Posted by: Anthony | Jun 22, 2007 8:08:41 AM

"While I agree that the tax code is too complicated, I fail to understand how anyone whose annual income is over 100,000 can avoid calling themselves wealthy..."

Sir, like many you are confusing income with wealth. They are NOT the same. Income is earnings for services performed. Wealth is the accumulation of net reserves after income minus expenses and taxes paid. Our tax system treats mostly income not wealth. One need only remember the Heinz-Kerry flap of a couple of years ago to know this is so.

Wealth as defined in the tax code is treated entirely different and generally by other means other than those envisioned in the 16th Amendment. The collections just fall under the same umbrella govt. agency.

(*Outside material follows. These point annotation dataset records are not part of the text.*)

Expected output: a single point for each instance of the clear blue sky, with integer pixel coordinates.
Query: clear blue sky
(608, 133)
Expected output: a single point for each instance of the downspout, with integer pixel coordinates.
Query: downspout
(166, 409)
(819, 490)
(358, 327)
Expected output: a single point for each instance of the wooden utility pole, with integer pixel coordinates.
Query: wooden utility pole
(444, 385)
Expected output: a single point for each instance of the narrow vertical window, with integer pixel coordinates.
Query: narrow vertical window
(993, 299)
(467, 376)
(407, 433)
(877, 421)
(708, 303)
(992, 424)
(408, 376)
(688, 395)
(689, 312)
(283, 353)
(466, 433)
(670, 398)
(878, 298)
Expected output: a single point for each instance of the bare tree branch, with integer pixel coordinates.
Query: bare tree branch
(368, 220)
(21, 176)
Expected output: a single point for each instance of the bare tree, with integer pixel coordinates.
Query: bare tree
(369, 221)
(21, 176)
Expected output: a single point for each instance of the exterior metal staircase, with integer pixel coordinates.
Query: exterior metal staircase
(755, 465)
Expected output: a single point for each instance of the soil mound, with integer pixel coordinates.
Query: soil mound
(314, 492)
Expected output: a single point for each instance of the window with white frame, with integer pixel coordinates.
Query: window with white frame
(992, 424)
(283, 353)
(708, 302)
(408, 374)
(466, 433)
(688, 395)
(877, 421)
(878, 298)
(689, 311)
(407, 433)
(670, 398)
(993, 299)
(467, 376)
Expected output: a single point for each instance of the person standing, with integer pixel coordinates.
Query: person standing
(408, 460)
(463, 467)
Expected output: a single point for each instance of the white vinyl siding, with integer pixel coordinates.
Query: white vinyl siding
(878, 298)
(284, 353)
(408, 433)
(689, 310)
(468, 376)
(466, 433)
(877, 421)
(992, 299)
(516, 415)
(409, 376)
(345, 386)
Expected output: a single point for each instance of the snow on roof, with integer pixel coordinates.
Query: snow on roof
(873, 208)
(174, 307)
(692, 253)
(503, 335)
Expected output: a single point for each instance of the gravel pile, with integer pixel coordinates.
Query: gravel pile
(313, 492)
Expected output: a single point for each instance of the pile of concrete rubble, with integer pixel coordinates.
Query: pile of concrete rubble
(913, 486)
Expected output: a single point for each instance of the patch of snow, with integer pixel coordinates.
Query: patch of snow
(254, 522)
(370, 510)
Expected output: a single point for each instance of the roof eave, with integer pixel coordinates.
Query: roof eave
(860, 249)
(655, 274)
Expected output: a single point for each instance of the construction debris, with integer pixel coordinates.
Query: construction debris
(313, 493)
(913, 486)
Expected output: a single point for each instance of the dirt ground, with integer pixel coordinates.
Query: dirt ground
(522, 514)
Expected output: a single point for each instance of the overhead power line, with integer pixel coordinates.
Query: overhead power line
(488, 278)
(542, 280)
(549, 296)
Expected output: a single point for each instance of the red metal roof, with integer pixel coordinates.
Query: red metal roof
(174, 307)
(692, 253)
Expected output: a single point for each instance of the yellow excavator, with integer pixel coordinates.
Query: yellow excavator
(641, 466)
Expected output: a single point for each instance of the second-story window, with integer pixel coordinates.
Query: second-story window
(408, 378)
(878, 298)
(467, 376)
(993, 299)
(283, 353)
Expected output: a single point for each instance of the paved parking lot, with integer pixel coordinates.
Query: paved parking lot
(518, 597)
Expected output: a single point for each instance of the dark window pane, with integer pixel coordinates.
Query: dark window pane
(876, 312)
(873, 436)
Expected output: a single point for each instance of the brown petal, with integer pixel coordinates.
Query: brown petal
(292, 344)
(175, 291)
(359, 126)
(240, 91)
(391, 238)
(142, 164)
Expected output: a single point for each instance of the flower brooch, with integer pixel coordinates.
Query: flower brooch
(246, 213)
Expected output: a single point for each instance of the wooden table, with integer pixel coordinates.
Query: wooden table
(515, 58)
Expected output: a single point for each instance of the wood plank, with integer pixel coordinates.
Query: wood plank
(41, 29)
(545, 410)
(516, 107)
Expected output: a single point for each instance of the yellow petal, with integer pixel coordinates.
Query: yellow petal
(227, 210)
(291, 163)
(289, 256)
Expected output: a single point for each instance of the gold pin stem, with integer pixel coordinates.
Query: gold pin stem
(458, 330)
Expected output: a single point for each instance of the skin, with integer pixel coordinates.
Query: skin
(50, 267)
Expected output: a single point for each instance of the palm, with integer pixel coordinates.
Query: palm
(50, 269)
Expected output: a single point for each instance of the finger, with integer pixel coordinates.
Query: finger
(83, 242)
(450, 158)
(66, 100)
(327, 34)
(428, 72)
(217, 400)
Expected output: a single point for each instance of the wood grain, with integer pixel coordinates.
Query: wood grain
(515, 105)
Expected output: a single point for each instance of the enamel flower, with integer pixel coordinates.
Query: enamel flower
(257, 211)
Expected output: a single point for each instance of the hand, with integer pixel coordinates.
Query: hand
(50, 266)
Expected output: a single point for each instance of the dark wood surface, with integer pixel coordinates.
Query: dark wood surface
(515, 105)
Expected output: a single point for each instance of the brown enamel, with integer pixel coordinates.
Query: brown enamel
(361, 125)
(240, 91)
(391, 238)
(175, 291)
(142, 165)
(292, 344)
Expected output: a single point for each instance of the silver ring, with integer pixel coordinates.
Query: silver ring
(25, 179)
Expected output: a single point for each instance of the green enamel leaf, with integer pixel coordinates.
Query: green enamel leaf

Posted by: JohnMc | Jun 22, 2007 8:35:56 AM

JTB: RTFA: "he works two jobs, night shifts, weekends, and overtime"

Betcha he doesn't spend time reading blogs and pontificating. Now get off your lazy @$$ and get to work.

Posted by: Robert Schwartz | Jun 22, 2007 8:37:30 AM

A class to which I aspire some day!

Yes, and when you do, please stop by again and tell us how fabulously wealthy you feel. I suspect you may be in for a bit of a disappointment as you still answer the cattle-call to board a 30 year old, smelly airliner rather than your plush new Gulfstream V. The AMT was purportedly created to address the Rockefellers of the world, not the RNs cleaning bed pans.

Posted by: Hogarth | Jun 22, 2007 8:38:27 AM

Just a side comment, but I believe that people in the 55th percentile and below pay basically no federal income tax. Individual circumstances may vary, but the fact remains that a huge percentage of American voters are completely sheltered from the consequences of any tax system. This, of course, makes them very receptive to pandering ideas like "soak the rich!" which turns out to be anyone making over $100K.

Posted by: Mike | Jun 22, 2007 10:09:17 AM

The AMT is working as designed: it disproportionately taxes Democrats, who disproportionately support higher taxes. Tax fairness at its best!

Posted by: Anthony | Jun 22, 2007 10:32:35 AM

America - home of the richest poor people in history.

Posted by: Jeff | Jun 22, 2007 10:50:53 AM

The idea that the AMT is a stealth flat tax is unfounded. The AMT dates from 1978, when it was enacted as a replacement for a 1969 minimum income tax. It exists because of Congress responding to media muckraking about "rich people" not paying income tax. In the original 1969 legislation, it was a matter of 155 people with high incomes paying no income tax. The successive versions of AMT have never actually solved this "problem"; there are still some high-income people who pay zero income tax and zero AMT. Even the AMT itself isn't "flat" since the Democrats (Bill Clinton and the two chambers of Congress) in 1993 raised the rate and created two tax bands of 26% for incomes under $175,000 and 28% for incomes over that. Whatever Senator Packwood may have said he wanted in 1986 has little to do with reality before or since.

Posted by: CJ | Jun 22, 2007 11:16:03 AM

"While I agree that the tax code is too complicated, I fail to understand how anyone whose annual income is over 100,000 can avoid calling themselves wealthy..."

Many people (such as young professionals) who earn in the low seven figures are saddled with massive student debt. If we have families, we can expect to pay about $600/month copayment for health insurance. Many of the jobs that pay around $100,000 are in seriously expensive areas.

The bottom line is that this $115,000-earning professional is living in a 900 sq.ft. two-bedroom apartment under the John Wayne Airport flight path, driving a 1999 Saturn and trying to figure how in the hell he is going to keep paying his stepson's UCI tuition.

But yeah, I feel rich. Go ahead and tax me to the gills. I'm sure I won't even notice it.